Assim como Ícaro deslumbrou-se com a possibilidade de voar e
agiu de forma insensata, ao ponto de perder suas asas, Eduardo também
ultrapassou os limites do bom senso a partir do momento que começou a mentir e
elaborar desculpas para praticamente todas as circunstâncias, das mais banais
às mais sérias, tudo para conseguir o que desejava. Inevitavelmente, ele também
perderia suas asas e encararia as consequências. Eis a primeira vez que isso
ocorreu:
Era o auge do verão e estávamos todos de férias. Depois de
passarmos os últimos dois dias de chuva, trancados dentro de casa, finalmente
nos reunimos, prontos para aproveitarmos aquela tarde. É preciso explicar, de
antemão, que nosso quarteto de amigos tinha algumas peculiaridades, uma delas
era a de chamar de “missão” nossas atividades mais aventurosas. A proposta do
dia era que atravessássemos a Chácara do Tio Boquinhas - uma propriedade não
muito longe de nossas casas. Nossa rua não possuía saída, havendo, em sua extremidade,
uma espécie de cume, de cerca de um metro e oitenta centímetros de altura, que
ao descê-lo dava acesso ao terreno. A tal chácara tinha um aspecto abandonado,
pelo menos dois terços do espaço estava coberto de árvores e um mato denso e
bastante alto. Estávamos planejando essa missão há algumas semanas, após muita
insistência de Eduardo. Ele, sendo o mais velho, era o único que podia se
afastar mais da vizinhança e havia garantido que do outro lado da chácara havia
uma saída de fácil acesso e que, portanto, não havia razões para que nada desse
errado. Ou pelo menos, foi nisso que ele nos fez acreditar.
A primeira mentira foi referente a propriedade. Eu não fazia
ideia de que meu amigo havia mentido ao afirmar que a chácara não apenas
parecia estar abandonada, mas que ela realmente estava. Nós havíamos espionado
a propriedade usando binóculos, a partir do cume na extremidade da nossa rua,
diversas vezes, por isso não vi motivos para não crer na palavra dele; no
entanto, o cão de guarda que encontramos ao tentar sair da chácara afirmava o
contrário. A segunda mentira daquele dia foi o líquido grudento (que hoje
desconfio ter sido água com sabonete) que ele trouxe e nos fez passar,
assegurando ser uma espécie de repelente para mosquitos; até hoje me recordo das
feridas causadas pelos pernilongos daquele lugar. A terceira foi a terrível
surpresa que tivemos, após levarmos cerca de meia hora atravessando aquele
matagal, ao nos depararmos com uma cerca de arames farpados, aparentemente
instranspassável, do outro lado; Eduardo tinha um alicate na mochila, mas
nenhum de nós permitiu que ele danificasse a cerca, portanto fomos obrigados a
retomar o caminho pelo qual havíamos vindo. Depois de todos os transtornos e a
revolta para com o líder impostor, sofremos o já mencionado ataque do cão de
guarda. Alguém certamente deve ter ouvido nossa discussão e soltado o cachorro.

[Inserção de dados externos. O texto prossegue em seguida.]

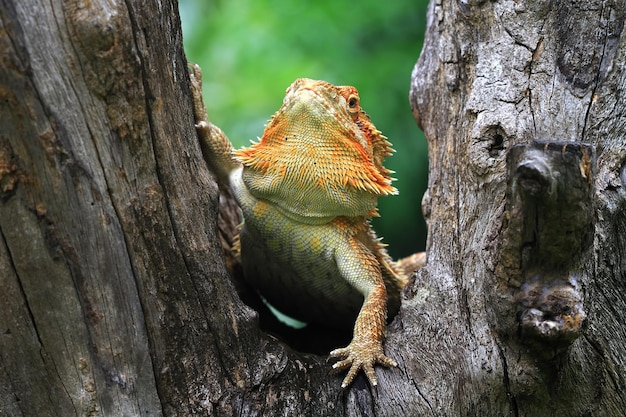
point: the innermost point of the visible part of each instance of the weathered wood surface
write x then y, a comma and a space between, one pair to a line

Felizmente, já estávamos próximos do cume e conseguimos
todos nos salvar. Eduardo, no entanto,
foi o último a subir e perdeu uma de suas botinas para o cão que visava
abocanhar seu pé. Teve apenas um ferimento superficial que não o impediu de
correr como um desvairado, mesmo sabendo que já estávamos seguros. O alívio foi
passageiro, entretanto, pois a partir daí as coisas só pioraram. A mãe dele logicamente
percebeu, ao vê-lo chegar em casa suado, machucado, e sem um par dos calçados,
que ele não havia passado a tarde na casa de um colega estudando. Não havia
mentira que o salvasse dessa vez. A verdade veio à tona, e não afetou somente a
ele, a senhora Cacilda fez questão de avisar os pais de todos os envolvidos no
esquema de invasão de propriedade. Todos foram postos de castigo, obviamente.

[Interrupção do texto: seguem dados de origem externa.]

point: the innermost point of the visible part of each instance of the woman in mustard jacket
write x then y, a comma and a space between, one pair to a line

Os dias quentes, encarcerados, cheios de coceiras devido às picadas de
mosquitos, serviriam para uma longa e penosa reflexão. Cheguei a conclusão de
que certas mentiras realmente não valem à pena, mesmo que elas sejam o modo
mais fácil de alcançar nossos objetivos, e que amigos que mentem demais para os
outros, podem muito bem estar enganando você também.